December's unemployment rate for Orange County--the most recent figure available--was 5.3%, down from 5.6% in November. The monthly rates for the state's counties normally are issued at the end of following month, but January's figures have been delayed until next week because of revisions in the method for computing the number of unemployed people and the number of jobs on local payrolls.

Analysts cautioned that state and local jobless rates swing widely because they are drawn from relatively small numbers of household interviews. In addition, federal officials said some of the recent fluctuations may stem from new information-gathering techniques they adopted this year. Consequently, economists focused on the government's separate survey of employer payrolls, which showed the gain of 9,500 jobs in California and 217,000 nationally.

Last month's employment increase nationally marked a sharp improvement from frigid January, when weather-related problems led to a 2,000-job decline.

But the increase in jobs in February, which outstripped the pace of employment growth for 1993, came even though "the impact of this winter's severe weather was still apparent in several industries," Katherine G. Abraham, U.S. commissioner of labor statistics, told a hearing of Congress' Joint Economic Committee.

Construction, retailing and restaurants all were hampered as bad weather kept workers and consumers at home, she said.

The general business outlook for the United States appears strong, with the Commerce Department reporting Friday that the government's main forecasting gauge rose 0.3% in January, the sixth straight monthly increase.

The gauge, known as the index of leading indicators, includes measures such as industrial orders and points to the overall economy's likely performance in the next four to six months.

Economists said the rebounding national economy may be starting to pull California along with it. At the same time, they said, the job losses from earthquake-related business closings in February were less than anticipated.

In addition, analysts said they expect Southern California to enjoy a major pickup in construction in coming months as rebuilding efforts get into full swing.

"It's already in the bank that this will be a good year for construction," Kimbell said.

Nationwide, job creation has averaged 146,000 a month during the first 13 months of the Clinton Administration, keeping on schedule with the White House's goal of generating 8 million jobs during the President's term.
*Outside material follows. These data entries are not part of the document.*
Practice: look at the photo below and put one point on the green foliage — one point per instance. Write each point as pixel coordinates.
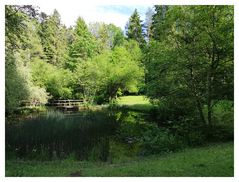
(134, 28)
(56, 81)
(212, 161)
(108, 36)
(53, 39)
(189, 59)
(83, 47)
(57, 136)
(156, 140)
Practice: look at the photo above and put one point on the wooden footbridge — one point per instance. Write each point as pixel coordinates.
(66, 105)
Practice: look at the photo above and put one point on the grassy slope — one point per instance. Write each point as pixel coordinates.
(216, 160)
(138, 103)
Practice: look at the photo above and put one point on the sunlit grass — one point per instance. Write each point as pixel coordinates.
(136, 103)
(131, 100)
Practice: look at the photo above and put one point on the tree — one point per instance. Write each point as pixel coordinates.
(83, 47)
(159, 22)
(147, 24)
(200, 46)
(22, 45)
(53, 38)
(108, 36)
(134, 28)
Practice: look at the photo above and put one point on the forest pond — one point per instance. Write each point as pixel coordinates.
(85, 135)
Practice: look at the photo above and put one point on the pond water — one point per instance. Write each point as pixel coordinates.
(85, 135)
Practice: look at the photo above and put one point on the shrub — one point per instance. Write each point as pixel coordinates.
(156, 140)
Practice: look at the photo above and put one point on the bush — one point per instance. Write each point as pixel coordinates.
(156, 140)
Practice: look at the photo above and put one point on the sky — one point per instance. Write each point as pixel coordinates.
(116, 14)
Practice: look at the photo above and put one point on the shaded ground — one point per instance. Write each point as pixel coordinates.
(216, 160)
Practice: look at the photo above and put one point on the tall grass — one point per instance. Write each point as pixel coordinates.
(55, 135)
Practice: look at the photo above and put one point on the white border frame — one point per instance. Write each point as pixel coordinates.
(119, 2)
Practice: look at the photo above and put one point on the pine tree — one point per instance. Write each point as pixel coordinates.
(159, 25)
(84, 45)
(134, 28)
(53, 38)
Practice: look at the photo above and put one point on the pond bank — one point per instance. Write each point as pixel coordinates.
(214, 160)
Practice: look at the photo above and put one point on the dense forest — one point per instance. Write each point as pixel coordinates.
(180, 57)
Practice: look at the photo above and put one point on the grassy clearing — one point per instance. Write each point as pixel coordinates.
(137, 103)
(216, 160)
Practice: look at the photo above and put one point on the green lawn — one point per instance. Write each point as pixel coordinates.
(215, 160)
(138, 103)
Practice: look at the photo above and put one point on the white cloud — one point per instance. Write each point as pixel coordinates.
(70, 13)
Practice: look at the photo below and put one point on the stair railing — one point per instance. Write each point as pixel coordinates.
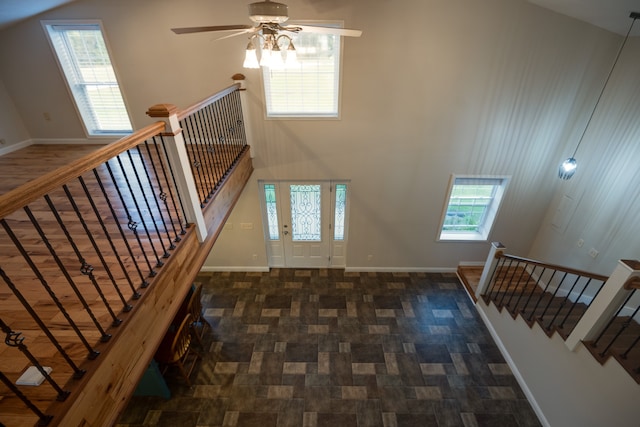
(87, 239)
(607, 324)
(553, 296)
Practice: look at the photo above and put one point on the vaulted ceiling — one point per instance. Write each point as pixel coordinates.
(612, 15)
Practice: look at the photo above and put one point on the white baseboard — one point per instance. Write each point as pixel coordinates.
(15, 147)
(507, 357)
(74, 141)
(245, 269)
(400, 269)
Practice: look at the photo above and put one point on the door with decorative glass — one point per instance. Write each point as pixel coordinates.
(305, 223)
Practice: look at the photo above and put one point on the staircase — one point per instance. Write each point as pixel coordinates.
(97, 256)
(556, 299)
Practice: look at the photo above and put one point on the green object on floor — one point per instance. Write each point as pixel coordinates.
(153, 383)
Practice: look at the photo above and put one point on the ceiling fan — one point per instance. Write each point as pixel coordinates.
(269, 18)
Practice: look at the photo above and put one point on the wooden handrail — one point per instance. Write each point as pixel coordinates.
(632, 283)
(556, 267)
(213, 98)
(37, 188)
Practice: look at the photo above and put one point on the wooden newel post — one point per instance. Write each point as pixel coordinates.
(605, 305)
(496, 250)
(177, 153)
(244, 104)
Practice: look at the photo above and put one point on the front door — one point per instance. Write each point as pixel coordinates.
(305, 223)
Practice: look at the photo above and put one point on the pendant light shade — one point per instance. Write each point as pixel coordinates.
(569, 166)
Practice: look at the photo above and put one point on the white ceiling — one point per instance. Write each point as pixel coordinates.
(12, 11)
(612, 15)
Still, the production of new jobs remains modest compared with the growth in the output of goods and services: The economy expanded at an annual rate of 7.5% during the final quarter of last year. This was not accompanied by a vast expansion of jobs because many companies are benefiting from productivity improvements or are choosing to increase overtime hours rather than hire additional workers.

"The easiest thing to do is to pay overtime to your current labor force," said Rep. Christopher Cox (R-Newport Beach), a member of the Joint Economic Committee. "Hiring a new worker means a large fixed overhead with significant fringe benefit costs."

While the average workweek in manufacturing, which had been running at near-record levels, dropped last month, the decline was attributed to bad weather by Laura D'Andrea Tyson, the head of the President's Council of Economic Advisers.

Tyson also offered reassuring words for investors worried about erratic bond prices and uncertain financial markets. Inflation won't be a menace, she insisted.

"When we look at the fundamentals, we remain absolutely comfortable with the forecast we have out there in terms of (economic) growth in the range of 3% this year and inflation in the range of 3% this year," she said. "That is our forecast, and we remain totally comfortable with it."

February was the second month in which the government has used its new survey for measuring unemployment, including a more accurate count of women in the work force.

Under the old system, the jobless rate would have been calculated at 6.4% in December, 6.3% in January and 6.4% last month. Under the new system, the figures were 7% in December, 6.7% rate in January and 6.5% last month.

Rosenblatt reported from Washington and Silverstein from Los Angeles. Times staff writer John O'Dell contributed to this report.